Lessons from Daniel Coyle

As you know if you've read many of my posts, I enjoy reading in other areas, from psychology to sports/coaching, and trying to learn things from them I can apply to music and conducting.
 
I think that the biggest thing I've taken from Daniel Coyle's two books has been the idea of gradually building the "white matter," or myelin, in the brain. If you've read much about the brain over at least 50 years or so, some of the structures (neurons, axons, dendrites, the synapses, etc.) have been understood to some extent for a long time. The idea of the insulating properties of myelin, which is much more recent, which gets put down only as a connection is fired, and builds gradually, is a great help to understanding how practice works. It tells how important it is to practice the correct things in the correct way (because you don't want to lay down myelin—or reinforce—the wrong things).

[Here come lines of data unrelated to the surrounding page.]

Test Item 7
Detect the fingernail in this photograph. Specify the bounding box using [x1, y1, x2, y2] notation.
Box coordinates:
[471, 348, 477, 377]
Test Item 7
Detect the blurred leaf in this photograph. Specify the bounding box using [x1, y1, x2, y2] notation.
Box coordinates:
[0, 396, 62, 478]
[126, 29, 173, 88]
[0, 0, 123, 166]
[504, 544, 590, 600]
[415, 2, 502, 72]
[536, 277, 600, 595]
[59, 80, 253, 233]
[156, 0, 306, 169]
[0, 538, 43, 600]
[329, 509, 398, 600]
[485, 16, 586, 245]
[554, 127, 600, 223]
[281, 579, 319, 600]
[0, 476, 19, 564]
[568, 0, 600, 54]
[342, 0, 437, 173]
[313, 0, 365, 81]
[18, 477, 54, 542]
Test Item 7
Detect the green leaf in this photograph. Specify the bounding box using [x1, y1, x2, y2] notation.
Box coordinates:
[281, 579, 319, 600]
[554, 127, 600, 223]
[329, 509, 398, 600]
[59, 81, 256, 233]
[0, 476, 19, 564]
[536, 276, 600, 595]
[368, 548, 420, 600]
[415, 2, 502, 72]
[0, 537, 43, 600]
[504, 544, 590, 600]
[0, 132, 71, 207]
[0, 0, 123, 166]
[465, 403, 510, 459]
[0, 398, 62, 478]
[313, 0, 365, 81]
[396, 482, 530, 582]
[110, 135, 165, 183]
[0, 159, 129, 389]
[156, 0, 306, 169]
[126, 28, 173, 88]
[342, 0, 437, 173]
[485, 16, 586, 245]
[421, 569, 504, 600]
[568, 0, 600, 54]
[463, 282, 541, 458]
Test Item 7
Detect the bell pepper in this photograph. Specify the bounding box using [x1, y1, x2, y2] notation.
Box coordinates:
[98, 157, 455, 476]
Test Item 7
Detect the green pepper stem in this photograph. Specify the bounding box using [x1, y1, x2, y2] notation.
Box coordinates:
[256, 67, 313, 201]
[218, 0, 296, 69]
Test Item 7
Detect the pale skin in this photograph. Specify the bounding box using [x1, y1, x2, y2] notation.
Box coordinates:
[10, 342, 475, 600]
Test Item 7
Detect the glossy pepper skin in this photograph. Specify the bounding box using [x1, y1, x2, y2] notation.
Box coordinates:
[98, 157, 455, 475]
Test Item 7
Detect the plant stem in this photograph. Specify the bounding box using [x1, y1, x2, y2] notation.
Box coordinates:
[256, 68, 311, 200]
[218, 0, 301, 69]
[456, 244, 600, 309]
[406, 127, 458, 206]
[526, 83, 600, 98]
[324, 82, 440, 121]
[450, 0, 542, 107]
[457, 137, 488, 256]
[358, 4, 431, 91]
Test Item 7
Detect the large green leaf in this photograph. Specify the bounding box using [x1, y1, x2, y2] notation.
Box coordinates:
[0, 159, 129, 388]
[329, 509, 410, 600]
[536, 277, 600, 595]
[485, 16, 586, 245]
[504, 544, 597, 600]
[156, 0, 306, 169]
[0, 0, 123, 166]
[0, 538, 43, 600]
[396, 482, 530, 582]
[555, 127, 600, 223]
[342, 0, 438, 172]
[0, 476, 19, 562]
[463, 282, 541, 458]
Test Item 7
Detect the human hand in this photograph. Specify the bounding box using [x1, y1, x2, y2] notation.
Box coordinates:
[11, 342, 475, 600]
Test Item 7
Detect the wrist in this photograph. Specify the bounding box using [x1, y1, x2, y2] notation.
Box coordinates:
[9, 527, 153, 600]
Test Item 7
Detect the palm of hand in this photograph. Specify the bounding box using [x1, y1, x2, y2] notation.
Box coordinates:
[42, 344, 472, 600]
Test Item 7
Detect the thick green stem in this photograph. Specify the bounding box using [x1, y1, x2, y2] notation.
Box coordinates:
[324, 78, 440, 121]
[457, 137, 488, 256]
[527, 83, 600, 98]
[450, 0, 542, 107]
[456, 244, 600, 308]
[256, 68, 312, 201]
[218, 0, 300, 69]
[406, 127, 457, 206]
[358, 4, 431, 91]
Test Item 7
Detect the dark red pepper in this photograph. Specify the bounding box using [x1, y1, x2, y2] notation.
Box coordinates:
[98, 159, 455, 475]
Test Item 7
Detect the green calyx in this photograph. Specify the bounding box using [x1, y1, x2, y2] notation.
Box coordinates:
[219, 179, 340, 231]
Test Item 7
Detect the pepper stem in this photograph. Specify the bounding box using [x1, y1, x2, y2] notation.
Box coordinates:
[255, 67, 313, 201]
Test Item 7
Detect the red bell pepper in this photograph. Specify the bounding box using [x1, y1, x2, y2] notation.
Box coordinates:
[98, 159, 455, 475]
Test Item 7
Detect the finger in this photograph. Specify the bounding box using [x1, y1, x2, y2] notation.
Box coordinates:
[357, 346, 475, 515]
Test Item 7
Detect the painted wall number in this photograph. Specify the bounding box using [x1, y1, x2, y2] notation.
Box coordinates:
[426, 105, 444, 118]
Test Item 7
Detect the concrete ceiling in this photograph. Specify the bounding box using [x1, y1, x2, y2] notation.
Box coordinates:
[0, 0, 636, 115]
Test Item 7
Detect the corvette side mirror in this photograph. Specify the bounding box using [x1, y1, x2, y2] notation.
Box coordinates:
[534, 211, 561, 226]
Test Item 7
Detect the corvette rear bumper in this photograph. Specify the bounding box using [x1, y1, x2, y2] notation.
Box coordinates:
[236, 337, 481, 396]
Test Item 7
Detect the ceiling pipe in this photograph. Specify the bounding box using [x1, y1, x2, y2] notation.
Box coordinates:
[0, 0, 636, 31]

And it also tells us about the patience needed as our brains repeat the correct actions many times and gradually build stronger and stronger connections as the correct skills are ingrained and gradually become more automatic, more unconscious . . . so your conscious brain can do what only it can do in leading the whole show.
 
It changes the nature of how we practice our own skills (conducting & rehearsal technique), but also, how we teach our singers to sing better, to be better musicians, better ensemble singers, better expressive singers. I know I will think much more about my own skills and these processes because of this.
 
And on to an announcement that I'll finish up being a ChoralNet blogger soon. For one thing, I've written a lot and need to work on some other things. But primarily, my life will be especially busy next year. Now, all of us are busy—I'm not special in that way, given the lives we all lead as conductors and teachers! But next year, with Jerry McCoy's retirement at the quickly-approaching end of this  school year, I'll be taking on his role for the 2015-16 academic year, administering the choral program, conducting the A Cappella Choir, and teaching all our graduate students in conducting (including writing and running their exams and supervising quite a few final papers). At the same time, I'll keep conducting the Collegium Singers (our ensemble that sings with our period-instrument orchestra) and remain chair of the Division of Conducting & Ensembles.
 
It'll be busy, but a great challenge and great fun at the same time—Jerry set very high standards. I'm looking forward to it . . . but trying to keep up with writing a weekly blog is a bit much.
 
I'll say more later, but it's been a great privilege to be able to share with (and learn from) you over the past several years. Thanks to Scott Dorsey and Phillip Copeland for asking me to do this—it's been fun!